A previously identified rally target at 107.61 remains the best short-term play I can foresee at the moment. That implies more than a point of upside potential to consider — and possibly to leverage – before we attempt to get short. Traders should be ready for the opportunity, which would come on the hourly chart this morning with a pop to between the two peaks of the last two days — respectively at 106.88 and 107.09 — followed by a b-c pullback and a new thrust. If this all occurs in the first 60 to 90 seconds of the session, the opportunity would become all the more attractive, but you’ll need to be ready for it. (Note: We remain short the August 102/98 put three times in a 1:2 ratio @ 0.76 per, but we’ve written off this backspread for a $228 loss.)
The more eager we grow to short this airborne turd, the less obliging it becomes. Look at the three-minute chart if you want to see price action that’s bound and determined to make nonsense of any prediction or strategy we might hazard. Previously identified rally targets at 107.61 and 108.75 remain valid nonetheless, but I’m not going to pretend they’re likely to blossom into opportunities today. Suit yourself, since this one will have to be catch-as-catch-can into week’s end. We remain short the August 102/98 put three times in a 1:2 ratio @ 0.76 per.
So far this week, the Diamonds have barely improved on the dubious gain they achieved when they gapped higher on Monday’s opening bar. Still, we’ve got our fingers crossed, hoping for a finishing stroke to 107.61 by week’s end. That’s where I’ve recommended buying four September 104 puts, using a 20-cent stop-loss on the put. If you buy the puts with the Diamonds trading at or very close to the target, your theoretical risk, commissions included, would not be much more than about $100. Please note that if the stop is hit, DIA should be presumed headed to at least 108.75, the Hidden Pivot target of a lesser pattern. We’ll want to try shorting there, again using the Sept 104 puts and a 20-cent stop-loss. We are currently long a bear put spread three times @ 0.76 — short three August 102 puts against six long August 98 puts.
We’re already short via a backspread we’ve written off, but the temptation to try again at 107.61, a Hidden Pivot target that comes from the hourly chart (A=96.61 on July 6), is irresistible. Accordingly, I’ll suggest buying four September 104 puts if and when the target is very closely approached. The best way to price the puts is to monitor the bid/asked spread for about 15 minutes as the rally closes on the target. You should stop yourself out of the position if the puts trade for $20 less than you paid for them. The theoretical risk implied is about $100. including commissions.

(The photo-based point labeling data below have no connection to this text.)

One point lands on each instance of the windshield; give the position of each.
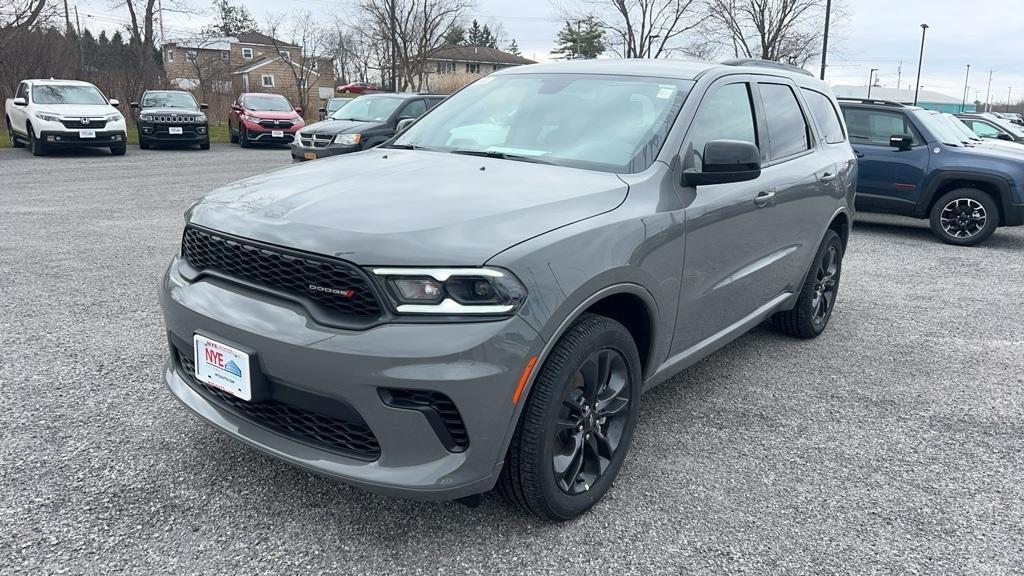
(169, 99)
(267, 104)
(369, 109)
(966, 133)
(598, 122)
(57, 93)
(938, 128)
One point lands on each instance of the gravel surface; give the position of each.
(891, 445)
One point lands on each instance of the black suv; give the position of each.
(360, 124)
(913, 164)
(171, 117)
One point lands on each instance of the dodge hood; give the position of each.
(399, 207)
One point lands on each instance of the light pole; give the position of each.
(924, 31)
(968, 77)
(824, 41)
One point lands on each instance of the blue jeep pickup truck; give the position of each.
(911, 163)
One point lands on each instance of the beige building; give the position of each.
(250, 63)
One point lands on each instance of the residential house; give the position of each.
(478, 60)
(249, 63)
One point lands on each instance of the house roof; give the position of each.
(480, 54)
(902, 95)
(261, 39)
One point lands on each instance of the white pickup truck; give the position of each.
(49, 114)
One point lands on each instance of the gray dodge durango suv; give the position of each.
(481, 301)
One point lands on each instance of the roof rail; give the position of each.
(767, 64)
(871, 100)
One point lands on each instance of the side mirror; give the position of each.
(726, 161)
(403, 124)
(901, 141)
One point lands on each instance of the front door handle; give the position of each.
(765, 198)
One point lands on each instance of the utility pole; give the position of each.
(824, 41)
(966, 79)
(924, 31)
(988, 93)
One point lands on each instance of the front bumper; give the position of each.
(103, 138)
(476, 365)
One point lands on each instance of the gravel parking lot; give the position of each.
(893, 444)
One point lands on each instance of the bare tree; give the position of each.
(774, 30)
(309, 48)
(420, 29)
(643, 29)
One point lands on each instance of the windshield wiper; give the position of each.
(503, 156)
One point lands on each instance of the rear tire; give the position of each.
(578, 423)
(817, 296)
(36, 147)
(965, 216)
(14, 141)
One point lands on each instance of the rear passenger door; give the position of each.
(890, 179)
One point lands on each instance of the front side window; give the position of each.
(55, 93)
(825, 116)
(598, 122)
(875, 127)
(786, 127)
(369, 109)
(726, 114)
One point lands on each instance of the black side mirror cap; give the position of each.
(726, 161)
(901, 141)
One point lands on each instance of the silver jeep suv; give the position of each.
(481, 301)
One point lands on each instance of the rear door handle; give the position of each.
(765, 198)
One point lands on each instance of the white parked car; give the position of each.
(49, 114)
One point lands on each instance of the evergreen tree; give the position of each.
(230, 19)
(583, 39)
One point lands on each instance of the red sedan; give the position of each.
(356, 88)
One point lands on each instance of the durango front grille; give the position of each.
(346, 437)
(328, 286)
(441, 414)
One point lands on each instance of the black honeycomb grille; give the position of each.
(334, 286)
(347, 438)
(439, 410)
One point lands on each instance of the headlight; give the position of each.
(453, 291)
(347, 139)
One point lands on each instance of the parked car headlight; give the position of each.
(348, 139)
(453, 291)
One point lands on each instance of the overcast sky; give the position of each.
(873, 34)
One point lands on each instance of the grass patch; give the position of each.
(218, 134)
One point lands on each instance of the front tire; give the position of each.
(578, 423)
(965, 216)
(817, 297)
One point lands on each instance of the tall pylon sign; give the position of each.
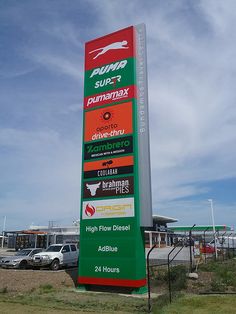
(116, 185)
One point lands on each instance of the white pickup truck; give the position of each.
(56, 256)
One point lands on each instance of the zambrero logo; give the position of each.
(90, 210)
(108, 122)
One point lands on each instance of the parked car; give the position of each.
(20, 260)
(56, 256)
(208, 249)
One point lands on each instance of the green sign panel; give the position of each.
(112, 248)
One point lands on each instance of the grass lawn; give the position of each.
(189, 304)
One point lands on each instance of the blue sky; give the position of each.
(191, 71)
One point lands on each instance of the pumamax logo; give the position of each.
(109, 97)
(109, 187)
(111, 208)
(108, 122)
(112, 46)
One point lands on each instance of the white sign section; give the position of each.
(143, 129)
(108, 208)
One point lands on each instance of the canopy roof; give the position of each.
(207, 228)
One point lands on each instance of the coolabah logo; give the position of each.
(109, 68)
(110, 96)
(113, 46)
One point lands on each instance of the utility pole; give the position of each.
(3, 230)
(213, 225)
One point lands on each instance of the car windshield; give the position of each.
(23, 253)
(54, 248)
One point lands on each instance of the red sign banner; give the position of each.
(112, 47)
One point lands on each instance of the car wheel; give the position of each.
(23, 265)
(55, 265)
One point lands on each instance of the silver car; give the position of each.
(20, 259)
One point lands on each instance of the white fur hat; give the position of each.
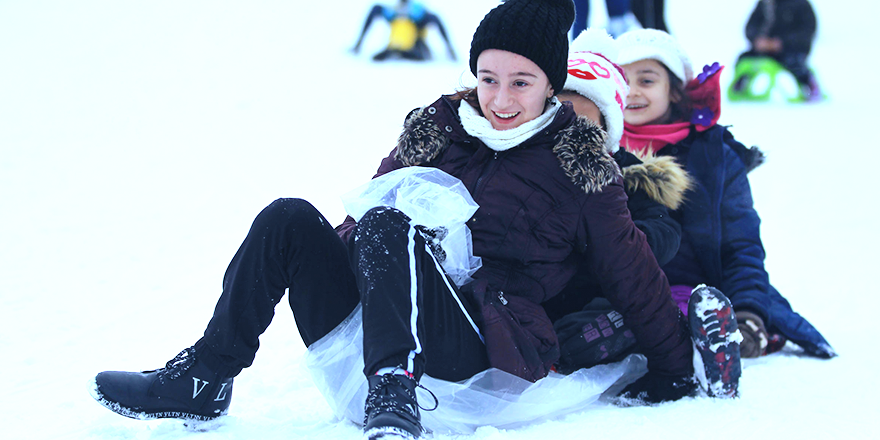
(652, 44)
(592, 75)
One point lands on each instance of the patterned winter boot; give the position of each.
(184, 389)
(392, 411)
(716, 341)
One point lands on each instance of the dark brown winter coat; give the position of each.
(543, 205)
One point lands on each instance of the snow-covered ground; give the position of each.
(138, 140)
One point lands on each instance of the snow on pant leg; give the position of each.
(617, 8)
(413, 315)
(290, 245)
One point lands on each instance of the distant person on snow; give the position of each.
(409, 22)
(549, 196)
(672, 112)
(783, 30)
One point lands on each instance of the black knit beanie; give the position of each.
(535, 29)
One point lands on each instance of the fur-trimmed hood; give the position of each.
(579, 147)
(661, 178)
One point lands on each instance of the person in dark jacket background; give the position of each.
(783, 30)
(672, 112)
(409, 22)
(597, 88)
(549, 198)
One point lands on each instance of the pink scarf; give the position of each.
(641, 139)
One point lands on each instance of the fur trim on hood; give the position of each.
(661, 178)
(580, 149)
(581, 152)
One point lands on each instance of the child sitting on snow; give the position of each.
(672, 112)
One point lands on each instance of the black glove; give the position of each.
(592, 337)
(653, 388)
(755, 336)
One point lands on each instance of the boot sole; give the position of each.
(145, 415)
(716, 339)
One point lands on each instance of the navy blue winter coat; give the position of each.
(722, 227)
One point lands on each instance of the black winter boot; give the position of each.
(716, 340)
(392, 411)
(184, 389)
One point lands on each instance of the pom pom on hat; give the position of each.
(535, 29)
(652, 44)
(592, 75)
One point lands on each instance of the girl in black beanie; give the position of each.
(550, 198)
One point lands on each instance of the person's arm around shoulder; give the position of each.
(389, 164)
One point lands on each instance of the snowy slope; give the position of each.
(139, 139)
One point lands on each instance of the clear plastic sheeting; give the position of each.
(491, 398)
(431, 198)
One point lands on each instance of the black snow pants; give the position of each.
(413, 316)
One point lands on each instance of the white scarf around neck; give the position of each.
(502, 140)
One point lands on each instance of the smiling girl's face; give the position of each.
(648, 102)
(511, 88)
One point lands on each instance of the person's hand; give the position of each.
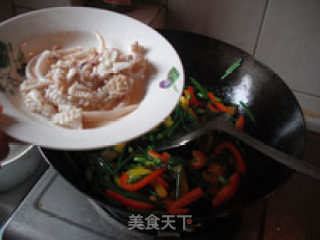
(4, 147)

We are short the August 102/August 98 put spread in a 1:2 ratio three times @ 0.76. It’s time to write off the likely trading loss of $228, even though we’ll continue to carry the position toward expiration. In retrospect, the loss came from my having missed exiting some long puts on July 7. We had a profit of nearly $1000 in the position at one time and I should have suggested nailing some of it down. Indeed, there will never be a good excuse for not taking at least a partial profit when puts “come home” as they did for us, however briefly (which in the world of put options means three days, tops).